# SJ parents



## Raichan (Jul 15, 2010)

I think at times my SJ parents and I clash a lot in terms of communication styles. I need words of reassurance/ reaffirmation for example, to confirm to me that something personal is working or not, etc, whereas they emphasize more on how I should be more appreciative because they've done it with actions and experience.

Tell me examples of SJ parents-NF child interactions from your experience/observation


----------



## Sedna90377 (Nov 14, 2010)

I'm an NT, with SP parents.

Growing up, I basically got the opposite. I always got endless support in pretty much everything I did, which isn't always as great as it sounds in the case of a young person that needs direction. My dad is on the N/S border (ExTP), and was usually the one to step in with his version of crafty life lessons that I only understood later. Actions and experience are extremely important for a young person (especially N's in my opinion) to have taught to them. In my case, growing up without that kind of advisement meant having to plow through life without knowing or understanding basic life functioning skills, and having to figure them out on my own at a much later point in life than most people (continues to this day).

That said, N's absolutely need reassurance and support since their way of thinking is so much different than most of the people they're going to grow up around, and should definitely be praised for being themselves as long as they're not doing something harmful. Since most SJ's tend to be centered around experience or tradition, it's really easy for them to think that their kid's N type personality and ideas are wrong, or heading in the wrong direction, depending on the parents of course. There are going to be a lot of times where the words of reassurance that their kids need to hear directly contradict their own ideals and experience, which would make any parent uneasy, let alone traditional SJ types.

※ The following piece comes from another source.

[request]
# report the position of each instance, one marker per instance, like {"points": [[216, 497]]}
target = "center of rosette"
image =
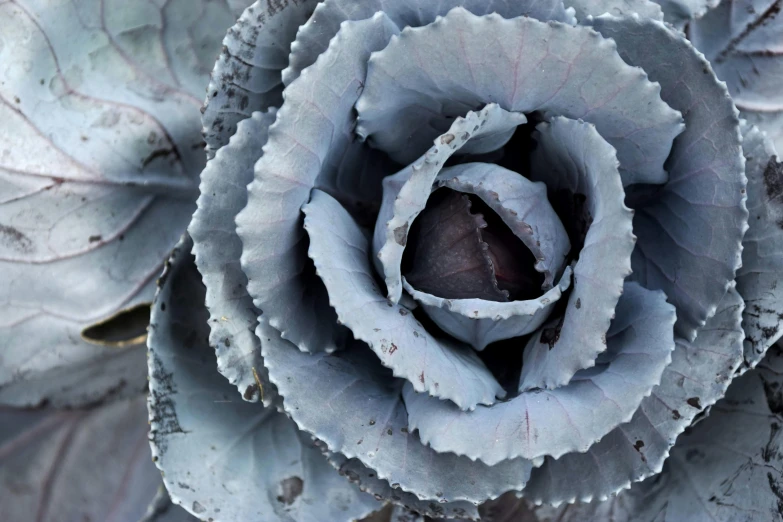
{"points": [[458, 248]]}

If you can, try explaining the way you feel to them by putting things in terms they would understand better. Maybe explain your situations by compairing them to the actions and experiences they gave you, and finding the similarities? Always think over their experience as best you can, even if you don't understand it yet, because there is definitely _some_ hidden value in there, if not the right answers entirely. At the same time, stress to them that while you definitely appreciate what they're doing for you and telling you, there are a lot of times when you can still be different than they are without being wrong. Be both as patient and expressive as you can, and they'll eventually start gaining new experience communicating with you, and you'll also develop a better understanding of where they're coming from as well.


----------



## Raichan (Jul 15, 2010)

Sedna90377 said:


> I'm an NT, with SP parents.
> 
> Growing up, I basically got the opposite. I always got endless support in pretty much everything I did, which isn't always as great as it sounds in the case of a young person that needs direction. My dad is on the N/S border (ExTP), and was usually the one to step in with his version of crafty life lessons that I only understood later. Actions and experience are extremely important for a young person (especially N's in my opinion) to have taught to them. In my case, growing up without that kind of advisement meant having to plow through life without knowing or understanding basic life functioning skills, and having to figure them out on my own at a much later point in life than most people (continues to this day).
> 
> ...


thanks for this, will reflect over what you said


----------



## Miss Butterfly Girl (Aug 3, 2011)

Mom: ISFJ
Me: INTJ
Dad: INTJ

When my parents were divorced, I lived with my mother. She was overproctective of me and limited my choices a lot so I really did not know what I was good at or what I could really do. She was undoubtedly concerned about looking a certain way that would cause people to stare or whisper. Communicating to her was sometimes frightening beacuse my ideas were often shot down because she wanted me to do things her way (she was not abusive, just intrusive). There was no deviating or changing of anything, couldn't try anything new--it was always about staying in your comfort zone. Sometimes she saw me as cold, or insensitive especially when it came to family and rebellious of athourity. We hardly ever see eye to eye on things (at least when I am not pretending) but I do love her and have no doubt learned from her.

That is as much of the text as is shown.